We don't usually use "rapid" with animals.
You could talk about a rapid development, but animals and people are usually "fast" or "quick".
(The adverb "rapidly" is used a bit more widely; you can "run rapidly", for example, though "fast" or "quickly" would probably still be more common.)
Well, probably the best translation here is "The animal is fast" , so considering "das" as definite article for the neutral name. For the translation of "This animal is fast" it is better to say "Dieses Tier ist schnell" or probably also "Dies Tier ist schnell"; in fact I remember I read in another comment that "dies" can be used regardless of gender. Please a native German correct me if I am wrong.
"Dies Tier ist schnell" looks odd to me.
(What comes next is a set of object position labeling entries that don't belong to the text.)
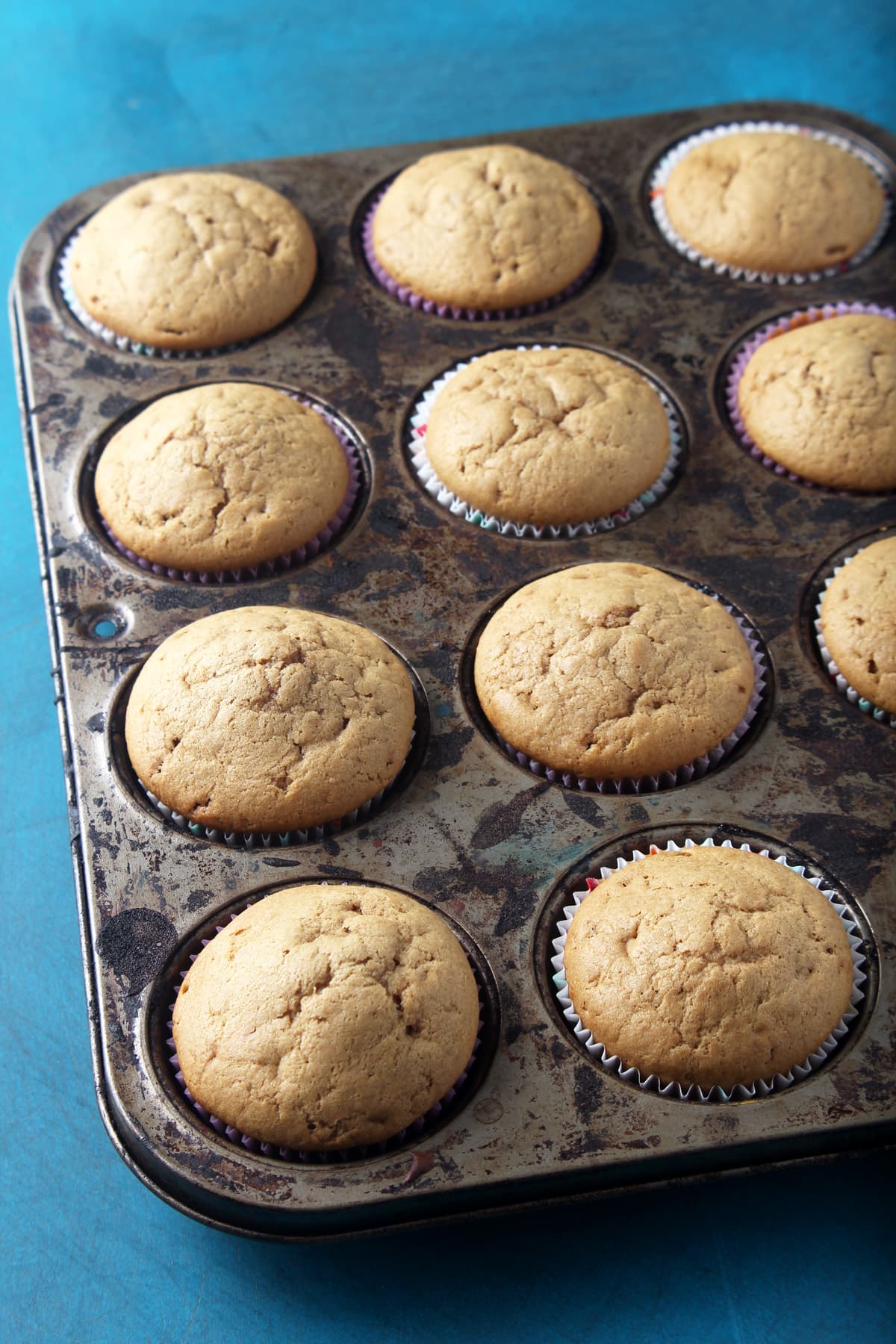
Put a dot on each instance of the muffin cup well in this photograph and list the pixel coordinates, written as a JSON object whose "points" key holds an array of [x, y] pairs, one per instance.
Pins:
{"points": [[830, 665], [744, 352], [425, 473], [682, 773], [334, 1155], [759, 1088], [677, 152], [405, 295], [280, 564]]}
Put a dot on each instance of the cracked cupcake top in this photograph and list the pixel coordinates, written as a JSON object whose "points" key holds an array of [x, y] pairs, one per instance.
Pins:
{"points": [[220, 476], [711, 967], [613, 671], [774, 202], [859, 623], [821, 399], [487, 228], [193, 261], [269, 718], [547, 436], [327, 1016]]}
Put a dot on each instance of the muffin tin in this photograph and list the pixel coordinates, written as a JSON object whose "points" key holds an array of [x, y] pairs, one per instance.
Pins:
{"points": [[470, 831]]}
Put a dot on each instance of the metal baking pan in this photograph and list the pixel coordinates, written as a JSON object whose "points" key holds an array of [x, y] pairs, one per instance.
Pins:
{"points": [[489, 844]]}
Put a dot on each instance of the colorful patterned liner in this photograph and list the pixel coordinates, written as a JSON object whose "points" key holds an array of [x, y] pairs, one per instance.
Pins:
{"points": [[684, 773], [748, 349], [470, 315], [830, 665], [761, 1086], [332, 1155], [564, 531], [673, 156], [281, 564], [108, 336]]}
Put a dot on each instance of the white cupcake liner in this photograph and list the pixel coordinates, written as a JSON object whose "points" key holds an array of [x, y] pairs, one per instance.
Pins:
{"points": [[277, 839], [426, 476], [281, 564], [408, 296], [673, 156], [744, 352], [761, 1086], [108, 336], [331, 1155], [682, 774], [830, 665]]}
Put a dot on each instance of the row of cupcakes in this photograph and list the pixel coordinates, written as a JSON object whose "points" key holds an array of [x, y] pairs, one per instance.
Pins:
{"points": [[702, 971], [203, 261], [223, 480]]}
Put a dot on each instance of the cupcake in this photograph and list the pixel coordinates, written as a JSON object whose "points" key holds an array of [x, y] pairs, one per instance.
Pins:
{"points": [[771, 202], [269, 719], [615, 672], [327, 1018], [857, 624], [818, 399], [709, 968], [222, 477], [190, 262], [547, 436], [482, 230]]}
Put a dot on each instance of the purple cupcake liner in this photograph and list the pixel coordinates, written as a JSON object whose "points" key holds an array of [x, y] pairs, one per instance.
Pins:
{"points": [[281, 564], [331, 1155], [470, 315], [755, 1090], [667, 779], [744, 352], [673, 156], [108, 336], [842, 685], [428, 477]]}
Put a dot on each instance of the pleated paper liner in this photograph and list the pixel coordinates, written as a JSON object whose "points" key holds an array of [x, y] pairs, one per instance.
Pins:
{"points": [[281, 564], [408, 296], [842, 685], [673, 156], [415, 1129], [744, 352], [667, 779], [425, 473], [759, 1088]]}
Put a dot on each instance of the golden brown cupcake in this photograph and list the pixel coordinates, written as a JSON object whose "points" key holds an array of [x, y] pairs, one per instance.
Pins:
{"points": [[488, 228], [193, 261], [613, 671], [774, 202], [821, 401], [709, 965], [327, 1016], [269, 719], [220, 476], [859, 623], [547, 436]]}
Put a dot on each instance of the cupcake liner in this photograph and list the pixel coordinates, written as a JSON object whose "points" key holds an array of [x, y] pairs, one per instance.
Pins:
{"points": [[830, 665], [684, 773], [744, 352], [276, 839], [281, 564], [673, 156], [472, 315], [761, 1086], [108, 335], [323, 1156], [564, 531]]}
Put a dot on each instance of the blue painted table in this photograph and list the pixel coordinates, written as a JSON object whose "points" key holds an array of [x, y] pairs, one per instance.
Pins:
{"points": [[99, 90]]}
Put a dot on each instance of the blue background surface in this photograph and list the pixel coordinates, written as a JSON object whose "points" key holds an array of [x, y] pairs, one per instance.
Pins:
{"points": [[93, 90]]}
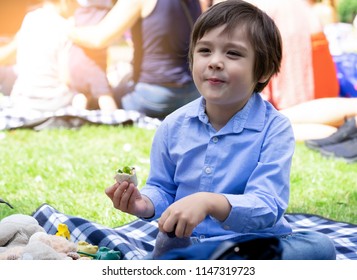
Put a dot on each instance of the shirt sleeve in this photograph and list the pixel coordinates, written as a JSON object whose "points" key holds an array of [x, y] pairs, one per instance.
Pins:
{"points": [[160, 188], [266, 195]]}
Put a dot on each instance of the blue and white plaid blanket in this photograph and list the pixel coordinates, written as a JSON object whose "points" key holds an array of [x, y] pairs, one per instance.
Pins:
{"points": [[137, 238]]}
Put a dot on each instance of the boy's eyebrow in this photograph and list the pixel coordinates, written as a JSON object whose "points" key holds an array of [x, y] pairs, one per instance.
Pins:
{"points": [[238, 46]]}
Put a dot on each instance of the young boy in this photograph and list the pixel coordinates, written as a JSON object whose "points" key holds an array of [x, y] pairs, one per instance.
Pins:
{"points": [[220, 165]]}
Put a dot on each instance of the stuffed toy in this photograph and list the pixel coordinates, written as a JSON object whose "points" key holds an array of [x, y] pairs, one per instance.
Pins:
{"points": [[21, 237]]}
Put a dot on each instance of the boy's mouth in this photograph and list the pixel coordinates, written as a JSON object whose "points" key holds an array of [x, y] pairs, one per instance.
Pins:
{"points": [[215, 81]]}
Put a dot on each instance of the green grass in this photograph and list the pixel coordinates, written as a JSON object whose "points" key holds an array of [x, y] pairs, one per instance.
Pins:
{"points": [[69, 169]]}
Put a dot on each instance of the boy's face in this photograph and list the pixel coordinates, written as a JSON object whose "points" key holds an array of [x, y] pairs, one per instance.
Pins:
{"points": [[222, 67]]}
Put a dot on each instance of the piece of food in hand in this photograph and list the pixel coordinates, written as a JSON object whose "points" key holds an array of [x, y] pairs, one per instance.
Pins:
{"points": [[126, 174]]}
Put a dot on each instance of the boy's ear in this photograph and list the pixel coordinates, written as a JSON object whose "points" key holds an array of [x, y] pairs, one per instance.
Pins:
{"points": [[263, 79]]}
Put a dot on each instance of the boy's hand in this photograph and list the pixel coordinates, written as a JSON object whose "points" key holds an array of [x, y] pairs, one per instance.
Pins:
{"points": [[127, 198], [185, 214]]}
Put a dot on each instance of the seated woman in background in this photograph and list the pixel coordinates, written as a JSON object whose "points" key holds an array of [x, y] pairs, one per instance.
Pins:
{"points": [[161, 80]]}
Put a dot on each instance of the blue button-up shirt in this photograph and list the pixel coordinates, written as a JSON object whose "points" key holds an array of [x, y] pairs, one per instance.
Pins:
{"points": [[248, 161]]}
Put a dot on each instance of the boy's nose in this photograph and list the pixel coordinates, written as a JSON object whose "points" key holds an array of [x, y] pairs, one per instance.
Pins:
{"points": [[215, 64]]}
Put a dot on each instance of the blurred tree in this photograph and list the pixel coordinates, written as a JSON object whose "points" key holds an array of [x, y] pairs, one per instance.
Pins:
{"points": [[347, 10], [12, 13]]}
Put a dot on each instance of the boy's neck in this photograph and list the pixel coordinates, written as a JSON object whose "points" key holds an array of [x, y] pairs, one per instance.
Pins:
{"points": [[219, 116]]}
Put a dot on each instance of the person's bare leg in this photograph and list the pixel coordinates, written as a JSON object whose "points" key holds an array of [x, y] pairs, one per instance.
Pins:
{"points": [[329, 111], [303, 132]]}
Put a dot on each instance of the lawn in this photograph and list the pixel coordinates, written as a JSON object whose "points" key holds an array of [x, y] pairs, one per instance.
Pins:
{"points": [[69, 169]]}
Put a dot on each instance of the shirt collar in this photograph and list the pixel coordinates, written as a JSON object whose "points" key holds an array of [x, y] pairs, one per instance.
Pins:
{"points": [[252, 116]]}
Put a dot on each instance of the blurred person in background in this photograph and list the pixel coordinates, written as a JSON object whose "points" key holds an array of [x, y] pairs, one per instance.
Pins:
{"points": [[41, 47], [88, 67], [161, 80]]}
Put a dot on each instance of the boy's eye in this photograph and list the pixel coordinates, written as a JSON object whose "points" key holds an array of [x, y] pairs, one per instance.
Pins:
{"points": [[203, 50], [233, 53]]}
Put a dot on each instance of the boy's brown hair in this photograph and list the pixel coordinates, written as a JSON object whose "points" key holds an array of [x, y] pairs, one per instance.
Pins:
{"points": [[262, 32]]}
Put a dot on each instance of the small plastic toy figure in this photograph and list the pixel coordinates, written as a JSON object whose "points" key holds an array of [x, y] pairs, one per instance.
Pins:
{"points": [[104, 253], [62, 230], [126, 174], [7, 203]]}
You might hear that, but I think that's just a short version of "dieses" - and might actually be pronounces slightly differently, almost as if it's "die-s" with the "s" as a separate syllable compared to "dies" (for neuter) which is just one syllable.
And "dies Frau" is just wrong.
What you might have heard is that you can use "dies" as a demonstrative pronoun for any gender, but not as a demonstrative adjective.
So you can say:
Dies ist ein Mann.
Dies ist eine Frau.
Dies ist ein Kind.
But you can't say all of:
xx Dies Mann ist groß.
xx Dies Frau ist groß.
maybe? Dies Kind ist groß -- better, "Dieses Kind ist groß".
Not in any kind of German I'm familiar with... perhaps in some regional dialects such as Pennsylvania Dutch?
In my experience, Vieh is not used much and when it is, it's for large farm animals, especially cows -- but not e.g. for dogs or lions. (Unless you're being informal, in which case it may turn into Viech and can refer to pretty much any animal.)
The regular word for animal is Tier, that for a pet is Haustier (literally, "house-animal").
How can we differentiate the Das=the from Das=that?!
In writing? Only context. (In speech, the pronunciation will usually be different, as das "the" is usually unstressed but das "that" is usually stressed.)
Without context, as in a Duolingo translation exercise, both translations should generally be accepted.
How do you do tell the difference, when speaking, between -he is fast - "er ist schnell" and he eats fast- "er isst schnell"?
Only through context.
(At least in slightly careful pronunciation. At natural speeds, ist often gets worn down to iss while isst is less likely to lose its "t" in pronunciation.)